Under Boris Johnson’s plan for a revised divorce deal, the “backstop” – which would keep the UK in a customs union with the EU – would be scrapped. Instead, the whole of the UK – including Northern Ireland – would leave.

Dublin and the EU27 oppose customs checks anywhere on the island of Ireland. They say the UK’s proposals for an automated system are unproven and cannot provide a cast-iron guarantee for an open border in the same way as the backstop.

The British want the EU to compromise over customs, arguing that they have given ground in accepting that Northern Ireland would remain under single market rules for goods and agri-food products.
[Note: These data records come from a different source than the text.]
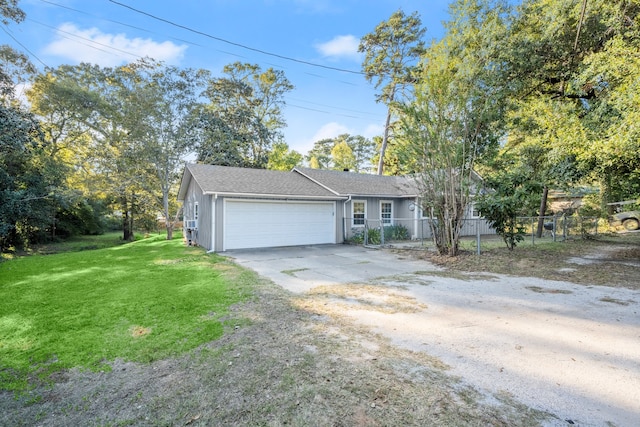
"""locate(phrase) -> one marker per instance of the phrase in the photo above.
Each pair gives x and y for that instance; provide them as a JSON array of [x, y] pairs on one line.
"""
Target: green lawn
[[140, 301]]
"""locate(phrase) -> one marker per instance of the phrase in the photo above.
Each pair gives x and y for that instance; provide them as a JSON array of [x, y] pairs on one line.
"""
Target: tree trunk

But Dublin, with EU backing, opposes the UK’s plan whereby the arrangement would be subject to approval every four years from Northern Ireland’s elected authorities. Many among the business and farming communities in the North have also castigated Johnson’s plan as unworkable and damaging.

Hopes are not high that the meeting between Johnson and Varadkar will bring a meeting of minds. It comes a week before a European Council summit when any deal would need to be signed off by EU27 leaders.

The British government continues to insist the UK will leave the EU on October 31. The British parliament – which has passed a law designed to force another delay in the absence of a deal – will hold an emergency session on October 19, its first Saturday sitting since 1982.